Face à cette situation, les voyageurs s’organisent, en se reportant sur différents moyens de transport : voiture, co-voiturage, car, avion et … train. En particulier, sur la ligne Paris-Lyon, ils peuvent faire le choix de se reporter sur l’opérateur historique italien Trenitalia. Cette situation mérite que l’on s’y arrête, dans la mesure où les TGV des deux opérateurs sont des substituts presque parfaits : en termes de temps de transport, il est équivalent pour un voyageur de prendre la SNCF ou Trenitalia. De plus, les gares de départ et d’arrivée à Paris et Lyon sont similaires. Cette possibilité de substitution est le fruit de l’ouverture à la concurrence du ferroviaire engagée par l’Union Européenne, ouverture qui s’est concrétisée par l’entrée en France de Trenitalia en 2021. Quels ont été les gains de la concurrence sur ce marché ? S’il est encore trop tôt pour tirer des conclusions définitives sur le cas français, on peut toutefois se tourner vers notre voisin italien, qui a fait le choix d’ouvrir son marché de la grande vitesse entre Milan et Rome il y a 10 ans déjà. La configuration du marché est certes un peu différente : en Italie, le nouvel entrant, NTV, s’est positionné sur un créneau « low cost », alors qu’en France la concurrence prend plutôt la forme d’une concurrence entre deux opérateurs historiques. Pour autant, on peut considérer avec le recul que la concurrence a délivré en Italie de nombreux gains pour les voyageurs. Tout d’abord, on a assisté à une diminution significative du prix du billet, de l’ordre de 30%, l’opérateur historique ayant dû lui aussi ajuster ses prix. Cette baisse a eu un fort effet d’induction sur les volumes, à l’image de ce que l’on peut observer dans le transport aérien : entre 2011 et 2016, le nombre de passagers kilomètres a augmenté de 90%. NTV a réussi à prendre en l’espace de 5 ans 30% du marché de la grande vitesse à l’opérateur historique Trenitalia.

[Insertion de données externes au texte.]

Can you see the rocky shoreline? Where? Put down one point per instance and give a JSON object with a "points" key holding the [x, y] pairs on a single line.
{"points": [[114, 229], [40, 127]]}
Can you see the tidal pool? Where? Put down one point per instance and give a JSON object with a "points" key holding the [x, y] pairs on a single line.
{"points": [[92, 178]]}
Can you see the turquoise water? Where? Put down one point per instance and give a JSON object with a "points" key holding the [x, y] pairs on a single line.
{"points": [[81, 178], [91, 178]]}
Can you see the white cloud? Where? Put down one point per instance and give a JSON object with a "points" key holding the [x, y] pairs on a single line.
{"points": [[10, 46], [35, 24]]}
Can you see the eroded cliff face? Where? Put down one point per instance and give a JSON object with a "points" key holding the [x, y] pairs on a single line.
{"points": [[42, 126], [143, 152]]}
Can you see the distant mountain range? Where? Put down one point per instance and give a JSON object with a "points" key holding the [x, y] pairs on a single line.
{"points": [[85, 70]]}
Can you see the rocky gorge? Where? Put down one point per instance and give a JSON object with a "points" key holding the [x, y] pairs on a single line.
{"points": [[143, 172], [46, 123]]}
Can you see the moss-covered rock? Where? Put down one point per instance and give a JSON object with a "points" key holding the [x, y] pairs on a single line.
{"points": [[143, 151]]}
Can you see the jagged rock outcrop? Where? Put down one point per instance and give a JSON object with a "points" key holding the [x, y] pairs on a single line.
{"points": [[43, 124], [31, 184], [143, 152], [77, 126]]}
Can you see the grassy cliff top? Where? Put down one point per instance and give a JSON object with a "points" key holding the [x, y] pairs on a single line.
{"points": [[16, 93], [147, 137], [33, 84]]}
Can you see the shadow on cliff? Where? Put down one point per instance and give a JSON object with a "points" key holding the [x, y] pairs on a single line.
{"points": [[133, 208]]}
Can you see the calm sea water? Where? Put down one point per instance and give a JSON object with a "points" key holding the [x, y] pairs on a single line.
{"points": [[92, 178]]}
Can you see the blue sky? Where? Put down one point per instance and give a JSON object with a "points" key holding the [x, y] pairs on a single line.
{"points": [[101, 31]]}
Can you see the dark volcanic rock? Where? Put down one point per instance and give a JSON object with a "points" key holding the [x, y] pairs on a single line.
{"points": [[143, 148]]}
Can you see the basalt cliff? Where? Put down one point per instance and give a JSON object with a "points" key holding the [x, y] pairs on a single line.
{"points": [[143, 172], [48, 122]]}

Enfin, la concurrence a eu plusieurs effets bénéfiques sur la qualité de service : augmentation des capacités et des fréquences, nouvelles dessertes de gares dans les grandes villes comme Rome et Milan, montée en gamme du service à bord (wifi, etc) et diversification de l’offre tarifaire, avec 3 classes de voyage. Bref, un bilan très positif pour le voyageur.

Les esprits grincheux objecteront qu’en cas de grève surprise, l’existence d’une alternative à la SNCF n’empêchera pas les prix d’augmenter chez l’opérateur italien. C’est vrai mais cela s’explique par le fait que toutes les entreprises de transport de passagers pratiquent le « yield management » : grève ou pas grève, les prix sont toujours plus élevés lorsque les réservations se font à la dernière minute. Le vrai sujet est plutôt de se dire qu’entre ne pas avoir de train pour Noël ou acheter un billet un peu plus cher, la seconde situation est sans doute préférable.